Only seven SPVs are registered with the SECP since the promulgation of the “Corporate Rules (ABS)” – Business & Finance
ISLAMABAD: Only seven Special Purpose Vehicles (SPVs) have been registered with the Securities and Exchange Commission of Pakistan (SECP) since the promulgation of the “Company (Asset-Backed Securing) Rules, 1999” (ABS Rules) for raise funds through the issuance of debt securities, including Sukuk.
The SECP documents revealed that the SECP has been facing this serious problem of less registration of SPVs since the promulgation of the Companies (Asset-Backed Securing) Rules 1999 (ABS Rules) on December 14, 1999.
This reflects that the applicable framework is not conducive. The Committee on “Capital Market Instruments for Housing and Construction Finance” has identified certain limitations in the ABS rules regarding the issuance of mortgage-backed securities (MBS) and covered bonds (CB) . Therefore, in order to allow the issuance of MBS and OCs, in particular for the promotion of housing and construction finance, changes have been proposed in the ABS Rules.
Accordingly, the changes to the ABS Rules 1999 have been notified and the operational and procedural requirements specified in the rules are open for public comment.

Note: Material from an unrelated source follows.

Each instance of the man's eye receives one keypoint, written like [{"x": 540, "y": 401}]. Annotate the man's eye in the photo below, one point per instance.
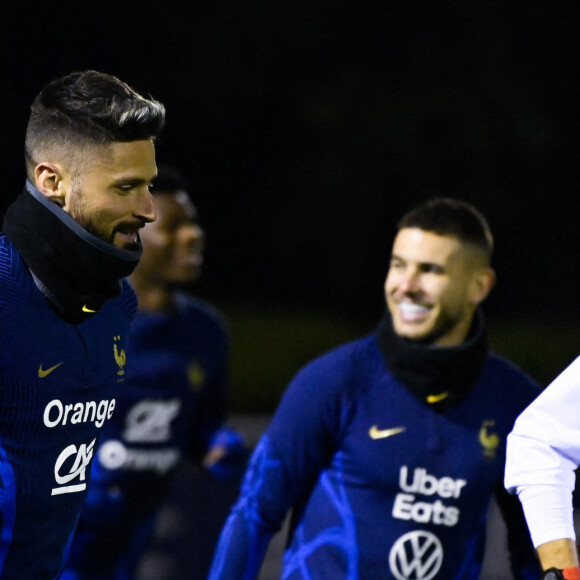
[{"x": 432, "y": 269}]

Under the revised regulations, a special purpose entity can now raise funds through the issuance of debt securities or Sharia-compliant securities as specified by the Commission. They apply to the offering of debt securities or sharia-compliant securities by securitization vehicles as part of a securitization process. Special purpose vehicles owned or controlled by the federal or provincial government may also adopt these rules as long as they comply with applicable laws.
It is important to clarify to the general public that the term “securitization” refers to a process by which an SPV raises funds through the issuance of debt securities, including sukuk, and uses those funds by making a payment to the originator. and, through this process, acquires title, ownership or an interest in specified assets of the Offeror.
The ABS laws of five jurisdictions (India, USA, Malaysia, Singapore and Turkey) were analyzed with the aim of developing a comprehensive regulatory framework in line with global practices. In this regard, the following areas are generally covered by the respective regulations of different jurisdictions, said the SECP.
“Securitization” means a process by which a special purpose vehicle (SPV) raises funds through the issuance of debt securities, including Sukuk and uses those funds by making a payment to the originator and, through of this process, acquires title, ownership or right to specified assets of the offeror.
The areas covered by the proposed regulations revealed that the paid-up capital requirements for SPVs had increased from the previous limit of Rs 100,000 (under ABS Rules, 1999) to Rs 1 million. Paid-up capital requirements also exist in other jurisdictions such as India, Malaysia, Turkey and Singapore.
The Fit and Proper criteria, previously briefly covered by the 1999 ABS Rules, are further strengthened for promoters/sponsors, directors, managing director, officer or employee of the SPV.
Operating conditions, being procedural requirements, are moved from the 1999 APA rules to the regulations. However, the condition that limits SPV to allocate part of its assets to real estate is omitted to facilitate the issuance of MBS. Requirements relating to assets that can be securitized: requirements relating to assets have been added in line with practices in other jurisdictions. It includes all assets that generate cash flows and where the originator has valid and enforceable interests.
Offerors are now permitted to establish a 100% owned SPV. According to the criterion of SBP for banks, banks are allowed to establish SPV as a subsidiary. The assets should be transferred on the basis of a genuine sale in accordance with the practices followed in other jurisdictions in order to ensure that SPV is removed from the risk of bankruptcy, insolvency and liquidation of the offeror.
Credit enhancement is added in accordance with international practice. Credit enhancement in a securitization transaction refers to an arrangement to reduce the likelihood of default on debt securities by underlying borrowers. Credit enhancement can take the form of cash collateral, profit retention, subordination, insurance, letter of credit, overcollateralisation, covenants and guarantees by a third party, including a financial institution.
The role of repairer is added to the regulations in accordance with international practice. “Servicer” means an entity appointed by the securitization vehicle to collect or manage the pool of assets and to make allocations or distributions to holders of the securitized instrument in accordance with regulations, the SECP added.